With so many bad guys “out there” it’s often easy to overlook the threat on “this side of the firewall.” A recent study by the US Dept of Homeland Security and the Computer Emergency Response Team (CERT) at Carnegie Mellon University entitled “Insider Threat Study: Illicit Cyber Activity Involving Fraud in the U.S. Financial Services Sector” shines the spotlight on this important area that should be of concern for us all. One of the more interesting findings was that:
“Criminals who executed a ‘low and slow’ approach accomplished
more damage and escaped detection for longer.”
This shouldn’t be a surprise yet most organizations are ill prepared to deal with precisely this scenario.

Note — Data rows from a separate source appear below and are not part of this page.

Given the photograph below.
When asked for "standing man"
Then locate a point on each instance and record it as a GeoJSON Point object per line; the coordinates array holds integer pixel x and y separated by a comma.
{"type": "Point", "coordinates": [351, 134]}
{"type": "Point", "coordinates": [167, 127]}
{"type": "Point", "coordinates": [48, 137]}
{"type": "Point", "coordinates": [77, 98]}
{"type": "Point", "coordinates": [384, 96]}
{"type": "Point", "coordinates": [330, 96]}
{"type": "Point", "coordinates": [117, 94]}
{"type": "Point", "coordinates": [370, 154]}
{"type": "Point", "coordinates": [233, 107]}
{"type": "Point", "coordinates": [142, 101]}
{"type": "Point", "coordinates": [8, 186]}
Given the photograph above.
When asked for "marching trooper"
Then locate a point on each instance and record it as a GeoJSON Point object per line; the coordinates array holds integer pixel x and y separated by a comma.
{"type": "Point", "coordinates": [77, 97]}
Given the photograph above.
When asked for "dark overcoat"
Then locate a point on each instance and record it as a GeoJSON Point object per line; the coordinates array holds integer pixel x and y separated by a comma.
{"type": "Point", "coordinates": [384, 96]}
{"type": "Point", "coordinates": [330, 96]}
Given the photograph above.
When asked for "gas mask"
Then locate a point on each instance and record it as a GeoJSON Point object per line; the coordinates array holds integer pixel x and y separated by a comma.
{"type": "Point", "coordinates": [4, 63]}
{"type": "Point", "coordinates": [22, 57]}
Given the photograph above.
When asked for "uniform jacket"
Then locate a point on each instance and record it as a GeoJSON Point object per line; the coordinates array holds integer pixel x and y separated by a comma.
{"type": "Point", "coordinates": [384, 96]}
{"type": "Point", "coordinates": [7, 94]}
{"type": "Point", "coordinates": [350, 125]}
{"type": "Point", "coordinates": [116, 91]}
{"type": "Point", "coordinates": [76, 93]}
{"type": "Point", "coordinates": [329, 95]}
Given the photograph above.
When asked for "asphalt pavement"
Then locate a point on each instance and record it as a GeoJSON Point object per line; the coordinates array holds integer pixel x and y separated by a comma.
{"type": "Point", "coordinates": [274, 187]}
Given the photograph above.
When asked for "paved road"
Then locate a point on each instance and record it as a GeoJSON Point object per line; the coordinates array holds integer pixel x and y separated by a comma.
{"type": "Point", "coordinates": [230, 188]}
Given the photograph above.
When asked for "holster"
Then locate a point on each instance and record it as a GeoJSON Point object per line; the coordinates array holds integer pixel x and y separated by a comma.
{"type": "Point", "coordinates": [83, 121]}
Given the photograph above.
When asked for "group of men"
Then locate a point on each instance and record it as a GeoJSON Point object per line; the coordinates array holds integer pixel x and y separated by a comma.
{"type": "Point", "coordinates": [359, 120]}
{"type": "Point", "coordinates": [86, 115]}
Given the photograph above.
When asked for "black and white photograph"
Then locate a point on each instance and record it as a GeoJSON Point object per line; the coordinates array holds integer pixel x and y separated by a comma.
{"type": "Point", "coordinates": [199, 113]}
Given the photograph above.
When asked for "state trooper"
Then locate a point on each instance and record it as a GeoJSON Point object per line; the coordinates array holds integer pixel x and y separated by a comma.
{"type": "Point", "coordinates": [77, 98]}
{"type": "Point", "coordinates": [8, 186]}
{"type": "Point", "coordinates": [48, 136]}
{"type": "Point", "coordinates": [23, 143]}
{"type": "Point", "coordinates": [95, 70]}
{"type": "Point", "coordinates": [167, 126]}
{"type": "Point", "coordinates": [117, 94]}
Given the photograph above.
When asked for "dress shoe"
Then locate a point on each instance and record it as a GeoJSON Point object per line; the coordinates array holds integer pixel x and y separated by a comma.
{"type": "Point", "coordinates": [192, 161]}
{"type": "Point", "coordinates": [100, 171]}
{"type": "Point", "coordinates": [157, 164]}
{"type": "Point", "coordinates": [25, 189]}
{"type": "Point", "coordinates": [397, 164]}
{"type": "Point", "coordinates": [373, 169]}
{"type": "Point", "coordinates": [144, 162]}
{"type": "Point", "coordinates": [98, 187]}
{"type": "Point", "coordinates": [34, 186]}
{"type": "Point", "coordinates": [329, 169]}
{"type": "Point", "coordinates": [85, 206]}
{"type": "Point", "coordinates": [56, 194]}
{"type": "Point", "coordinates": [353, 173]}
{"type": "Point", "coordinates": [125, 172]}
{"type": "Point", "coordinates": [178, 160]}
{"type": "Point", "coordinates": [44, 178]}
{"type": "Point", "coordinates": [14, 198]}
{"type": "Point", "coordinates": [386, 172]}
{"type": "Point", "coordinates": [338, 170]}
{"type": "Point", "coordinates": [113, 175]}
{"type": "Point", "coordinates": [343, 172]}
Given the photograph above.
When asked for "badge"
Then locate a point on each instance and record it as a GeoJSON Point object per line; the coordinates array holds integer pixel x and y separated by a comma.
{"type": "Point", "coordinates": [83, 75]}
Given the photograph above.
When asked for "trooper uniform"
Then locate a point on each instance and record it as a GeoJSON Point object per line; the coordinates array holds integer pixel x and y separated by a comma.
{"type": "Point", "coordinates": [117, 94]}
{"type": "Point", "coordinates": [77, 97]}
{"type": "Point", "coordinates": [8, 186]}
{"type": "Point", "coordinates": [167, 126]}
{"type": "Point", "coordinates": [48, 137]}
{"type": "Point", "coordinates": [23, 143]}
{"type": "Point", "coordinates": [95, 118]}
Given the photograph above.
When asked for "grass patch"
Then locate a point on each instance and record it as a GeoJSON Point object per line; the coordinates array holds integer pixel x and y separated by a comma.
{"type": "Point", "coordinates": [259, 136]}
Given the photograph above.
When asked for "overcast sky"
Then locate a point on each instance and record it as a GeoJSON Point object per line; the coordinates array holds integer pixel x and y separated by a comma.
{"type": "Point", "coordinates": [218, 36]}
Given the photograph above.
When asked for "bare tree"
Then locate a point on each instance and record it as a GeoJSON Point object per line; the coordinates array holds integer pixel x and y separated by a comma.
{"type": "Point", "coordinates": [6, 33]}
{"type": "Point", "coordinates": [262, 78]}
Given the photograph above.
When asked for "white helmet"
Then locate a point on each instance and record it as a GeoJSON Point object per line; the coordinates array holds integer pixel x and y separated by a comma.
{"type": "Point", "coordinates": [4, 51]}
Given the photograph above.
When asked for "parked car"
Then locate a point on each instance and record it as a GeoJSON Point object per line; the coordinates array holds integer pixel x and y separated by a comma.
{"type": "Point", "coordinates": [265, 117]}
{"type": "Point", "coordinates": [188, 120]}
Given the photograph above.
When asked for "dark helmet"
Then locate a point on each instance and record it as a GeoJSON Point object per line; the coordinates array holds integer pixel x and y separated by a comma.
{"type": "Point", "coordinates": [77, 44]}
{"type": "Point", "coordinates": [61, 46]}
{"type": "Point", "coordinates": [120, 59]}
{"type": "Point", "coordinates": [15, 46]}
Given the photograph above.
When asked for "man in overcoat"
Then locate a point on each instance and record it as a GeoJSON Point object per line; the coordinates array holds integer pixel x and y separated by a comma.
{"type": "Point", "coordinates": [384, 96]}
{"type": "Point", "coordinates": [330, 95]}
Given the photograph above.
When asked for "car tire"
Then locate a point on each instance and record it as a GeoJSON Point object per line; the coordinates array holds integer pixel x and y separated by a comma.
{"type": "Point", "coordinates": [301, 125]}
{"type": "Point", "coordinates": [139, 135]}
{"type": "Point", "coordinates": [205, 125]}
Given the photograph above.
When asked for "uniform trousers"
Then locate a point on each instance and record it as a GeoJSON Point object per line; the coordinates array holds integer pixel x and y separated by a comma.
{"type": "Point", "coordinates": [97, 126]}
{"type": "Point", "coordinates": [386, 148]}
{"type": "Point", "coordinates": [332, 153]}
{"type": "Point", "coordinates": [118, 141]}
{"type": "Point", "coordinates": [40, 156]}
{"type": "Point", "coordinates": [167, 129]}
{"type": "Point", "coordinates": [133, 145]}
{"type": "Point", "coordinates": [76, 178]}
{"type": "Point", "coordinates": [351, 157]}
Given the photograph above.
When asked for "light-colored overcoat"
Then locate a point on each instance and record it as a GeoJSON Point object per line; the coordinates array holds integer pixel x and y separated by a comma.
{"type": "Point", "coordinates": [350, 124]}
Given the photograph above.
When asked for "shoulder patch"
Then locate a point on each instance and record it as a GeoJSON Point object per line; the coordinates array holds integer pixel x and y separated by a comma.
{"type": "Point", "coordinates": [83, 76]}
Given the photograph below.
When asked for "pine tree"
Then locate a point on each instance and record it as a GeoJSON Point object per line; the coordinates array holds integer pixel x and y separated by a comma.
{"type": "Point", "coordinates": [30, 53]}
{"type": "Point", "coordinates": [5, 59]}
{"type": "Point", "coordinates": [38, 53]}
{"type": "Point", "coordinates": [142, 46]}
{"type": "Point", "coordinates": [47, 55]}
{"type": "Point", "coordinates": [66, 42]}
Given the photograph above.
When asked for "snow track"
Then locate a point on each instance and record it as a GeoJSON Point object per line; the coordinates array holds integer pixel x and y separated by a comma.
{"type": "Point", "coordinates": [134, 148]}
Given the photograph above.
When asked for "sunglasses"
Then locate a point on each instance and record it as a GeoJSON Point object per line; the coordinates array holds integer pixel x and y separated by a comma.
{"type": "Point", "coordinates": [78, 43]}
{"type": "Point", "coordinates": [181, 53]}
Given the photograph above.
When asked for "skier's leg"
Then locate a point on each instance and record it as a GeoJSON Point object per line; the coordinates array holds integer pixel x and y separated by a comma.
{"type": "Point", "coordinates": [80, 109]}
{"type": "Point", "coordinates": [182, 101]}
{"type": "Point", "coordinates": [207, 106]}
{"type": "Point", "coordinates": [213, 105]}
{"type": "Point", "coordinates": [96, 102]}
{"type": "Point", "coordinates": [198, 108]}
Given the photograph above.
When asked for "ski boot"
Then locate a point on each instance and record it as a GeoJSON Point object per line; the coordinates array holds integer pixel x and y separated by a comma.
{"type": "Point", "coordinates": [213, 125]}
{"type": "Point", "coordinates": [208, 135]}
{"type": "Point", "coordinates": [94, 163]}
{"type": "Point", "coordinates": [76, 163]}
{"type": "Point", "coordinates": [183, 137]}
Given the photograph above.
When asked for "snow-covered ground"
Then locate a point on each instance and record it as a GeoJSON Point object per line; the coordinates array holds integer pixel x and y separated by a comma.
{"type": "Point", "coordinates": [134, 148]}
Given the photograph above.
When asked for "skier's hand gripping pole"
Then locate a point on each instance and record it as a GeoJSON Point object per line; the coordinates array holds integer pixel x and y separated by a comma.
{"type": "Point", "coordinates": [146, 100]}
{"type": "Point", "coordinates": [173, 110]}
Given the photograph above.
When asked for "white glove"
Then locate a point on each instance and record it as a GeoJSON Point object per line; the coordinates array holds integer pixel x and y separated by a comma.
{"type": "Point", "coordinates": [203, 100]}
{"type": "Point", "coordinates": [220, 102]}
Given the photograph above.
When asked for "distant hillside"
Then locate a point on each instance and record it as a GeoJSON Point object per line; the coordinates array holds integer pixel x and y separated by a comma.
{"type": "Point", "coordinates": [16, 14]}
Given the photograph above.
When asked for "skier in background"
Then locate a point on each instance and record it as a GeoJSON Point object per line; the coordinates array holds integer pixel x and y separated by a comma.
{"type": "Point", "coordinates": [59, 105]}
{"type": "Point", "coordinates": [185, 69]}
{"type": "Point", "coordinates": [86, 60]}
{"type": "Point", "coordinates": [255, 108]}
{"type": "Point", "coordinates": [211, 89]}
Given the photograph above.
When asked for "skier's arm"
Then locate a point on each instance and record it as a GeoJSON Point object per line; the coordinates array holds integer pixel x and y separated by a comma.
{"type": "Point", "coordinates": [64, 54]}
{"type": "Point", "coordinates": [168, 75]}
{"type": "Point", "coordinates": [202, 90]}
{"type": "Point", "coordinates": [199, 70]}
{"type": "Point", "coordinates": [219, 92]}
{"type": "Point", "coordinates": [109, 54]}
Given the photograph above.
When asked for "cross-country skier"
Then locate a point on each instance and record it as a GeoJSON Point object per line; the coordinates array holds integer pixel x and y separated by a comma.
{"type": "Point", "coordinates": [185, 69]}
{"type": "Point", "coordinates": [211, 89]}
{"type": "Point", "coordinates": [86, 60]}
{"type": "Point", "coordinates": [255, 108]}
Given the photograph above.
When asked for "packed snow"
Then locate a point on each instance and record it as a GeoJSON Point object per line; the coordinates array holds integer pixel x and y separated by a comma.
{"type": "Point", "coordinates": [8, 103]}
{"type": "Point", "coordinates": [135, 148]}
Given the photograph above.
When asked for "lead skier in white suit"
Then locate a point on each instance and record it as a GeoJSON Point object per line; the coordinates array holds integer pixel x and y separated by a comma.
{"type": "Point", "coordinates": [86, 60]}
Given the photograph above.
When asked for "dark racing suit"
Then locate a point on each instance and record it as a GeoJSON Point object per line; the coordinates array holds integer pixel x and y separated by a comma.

The reason? It’s easier to simply look for the big break-ins than it is for the slow siphoning of resources. It is the “death by a thousand cuts” where no single laceration is significant enough to trip the alarm but when taken together the damage is quite costly. Clearly, we have to expand our field of view if we are going to catch these stealthy attacks. The report goes on to say that:
“Transaction logs, database logs, and access logs were known to be used
in the ensuing incident response for only 20 percent of the cases.“
Therein lies some of the problem. The records of illicit activity are probably there but they are lost in a sea of unrelated data. Picking the needle from a field of a thousand haystacks is a hard problem. In fact, it’s exactly the sort of problem that necessarily requires a computer with some pretty sophisticated detection algorithms to detect.
Sort of like the kind of problems that the field of business analytics and big data are focused on, right? So why not apply some of those same techniques to log analysis to find security incidents across a variety of platforms?
That’s exactly the sort of security intelligence that could help catch some of these attacks faster than the 32 month average that this study reports it takes on average. It won’t be easy but it begins with a change in thinking about the nature of the threat and this report seems a good starting point to inform that thinking.